The Moroccan economy suffers from significant imported inflation

“The configuration in Morocco is very different from those in the United States or Europe. We are seeing neither demand-driven inflation nor a strong increase in loans granted to households, but the fact remains that since the end of 2021 we have experienced a surprising surge in inflation, fueled by the imported component, the rise in the prices of raw materials and energy, as well as a supply shock on the prices of fresh food products as a result of the poor progress of the 2021-2022 agricultural campaign”, explain the authors of this publication.

And to maintain that certainly, this one might be attenuated in the future months, but it might also diffuse more widely in the economic fabric if the rise in prices continues to settle durably at the international level.

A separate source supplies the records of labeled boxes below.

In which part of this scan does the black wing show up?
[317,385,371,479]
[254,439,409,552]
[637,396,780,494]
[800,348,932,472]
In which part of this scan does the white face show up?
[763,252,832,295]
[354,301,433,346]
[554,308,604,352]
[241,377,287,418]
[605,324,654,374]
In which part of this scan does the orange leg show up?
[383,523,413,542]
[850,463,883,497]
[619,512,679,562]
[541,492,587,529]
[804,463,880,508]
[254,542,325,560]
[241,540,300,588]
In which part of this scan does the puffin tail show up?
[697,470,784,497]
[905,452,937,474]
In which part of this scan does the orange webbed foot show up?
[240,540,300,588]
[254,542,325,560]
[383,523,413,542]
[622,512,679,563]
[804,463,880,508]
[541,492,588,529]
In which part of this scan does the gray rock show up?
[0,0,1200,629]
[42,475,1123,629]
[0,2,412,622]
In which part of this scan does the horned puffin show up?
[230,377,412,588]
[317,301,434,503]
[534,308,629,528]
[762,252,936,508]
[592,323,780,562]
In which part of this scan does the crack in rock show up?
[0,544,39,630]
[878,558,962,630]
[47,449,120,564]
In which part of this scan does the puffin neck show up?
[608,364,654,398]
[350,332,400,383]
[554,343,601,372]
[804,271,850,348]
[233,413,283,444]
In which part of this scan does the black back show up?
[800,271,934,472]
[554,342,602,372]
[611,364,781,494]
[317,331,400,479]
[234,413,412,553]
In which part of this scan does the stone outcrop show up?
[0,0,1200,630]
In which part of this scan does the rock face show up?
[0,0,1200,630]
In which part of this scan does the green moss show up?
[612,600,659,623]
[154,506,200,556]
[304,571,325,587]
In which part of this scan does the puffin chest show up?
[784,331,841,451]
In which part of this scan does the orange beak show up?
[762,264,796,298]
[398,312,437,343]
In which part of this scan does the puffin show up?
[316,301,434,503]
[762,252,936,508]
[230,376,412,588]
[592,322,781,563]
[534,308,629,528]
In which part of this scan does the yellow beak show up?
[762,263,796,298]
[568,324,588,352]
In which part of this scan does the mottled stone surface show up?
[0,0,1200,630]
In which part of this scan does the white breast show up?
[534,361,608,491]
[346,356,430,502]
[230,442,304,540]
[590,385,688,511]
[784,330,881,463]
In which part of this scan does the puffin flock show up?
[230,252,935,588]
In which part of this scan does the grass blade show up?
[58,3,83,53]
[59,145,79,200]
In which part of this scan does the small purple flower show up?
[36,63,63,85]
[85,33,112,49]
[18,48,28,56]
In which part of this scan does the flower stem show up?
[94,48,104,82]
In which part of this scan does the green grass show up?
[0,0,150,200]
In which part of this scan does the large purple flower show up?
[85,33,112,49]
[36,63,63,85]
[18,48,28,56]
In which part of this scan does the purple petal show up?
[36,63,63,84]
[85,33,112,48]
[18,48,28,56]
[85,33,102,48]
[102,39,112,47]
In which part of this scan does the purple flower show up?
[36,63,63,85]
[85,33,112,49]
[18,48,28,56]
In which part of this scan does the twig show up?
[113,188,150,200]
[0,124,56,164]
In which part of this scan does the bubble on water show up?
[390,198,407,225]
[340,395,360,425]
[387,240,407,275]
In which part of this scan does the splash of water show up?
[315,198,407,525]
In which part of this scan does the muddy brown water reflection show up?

According to the same source, imported inflation is in the process of eroding the margins of non-financial companies and household savings through the dual effect of the rise in the prices of energy, raw materials and imported consumption and that of the erosion of the real value of the accumulated savings.

The global inflationary context is certainly the result of effects deemed until recently to be transitory, note the authors of the publication, specifying that it is indeed commonly attributed to the disruption of supply chains following the pandemic, to monetary stimuli from banks power plants in the majority of industrialized countries, and to the war in Ukraine.

“The current argument seems to suggest that the tightening of these expansionary monetary policies as well as the normalization of supply chains should make it possible to control this galloping inflation fairly quickly”, they add.

The fact remains that the strong recovery of the labor markets in the United States in particular, whose unemployment rate fell to 3.6% recorded at the end of March 2022, as well as in the Euro zone with a level historically low unemployment rate of 6.8% at the end of March 2022, indicates a rise in wages which itself would be on the way to exacerbate price inflation further. This would increase the risk of a lasting slide in inflation over the medium and long term.